Computational modelling is the use of computers to simulate and study the behaviour of complex systems.
Computational approaches are widely adopted in the bioimedical sciences and can be used to sift through large volumes of complex data to extract recurrent patterns that may point to a disease’s causes and effects.
Researchers from Boston University School of Medicine (BUSM) have developed a novel computational method, integration of Epi-DNA and Gene Expression (iEDGE), whose application to the analysis of more than 8,500 tumour profiles from The Cancer Genome Atlas has led to the discovery of genes whose alteration (mutation or copy number alteration) may contribute to cancer susceptibility.
This breakthrough may lead to new therapeutic targets for numerous cancers.
According to the researchers, iEDGE identified several candidate breast cancer drivers, including RBM17 (a splicing factor amplified in Triple-Negative Breast Cancer) and SIRT3 (a candidate tumour suppressor and a promising therapeutic target).
It also identified multiple candidate pan-cancer drivers, including TRIP13 (previously shown to promote tumour growth in colorectal cancer and a predictor of poor prognosis in prostate cancer), ORAOV1 (a gene overexpressed in many solid tumours), and TPX2 (a potent oncogene amplified in many cancers and a promising therapeutic target), among others.
“While further functional studies will be needed to evaluate the therapeutic relevance of our findings, these results study show the efficacy of iEDGE at identifying candidate drivers and potentially novel targets for therapy,” explained corresponding author Stefano Monti, PhD, associate professor of medicine at BUSM.
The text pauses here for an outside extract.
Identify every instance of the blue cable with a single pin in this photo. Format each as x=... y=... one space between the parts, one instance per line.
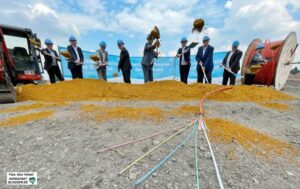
x=144 y=177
The open source tool iEDGE is freely downloadable and biomedical scientists are able to apply it to the analysis of their own data to advance their research.
As a companion to the published findings, a web-based portal for the interactive querying and visualisation of the study’s results is hosted at montilab.bu.edu/iEDGE.
“Through the web-based portal, all the data and results of our pan-cancer analysis are accessible to the research community, who can search for gene candidates and for their potential mechanisms of action, and thus support their translational research toward more effective cancer treatments,” added first author Amy Li, PhD, a graduate from the Boston University Bioinformatics PhD program.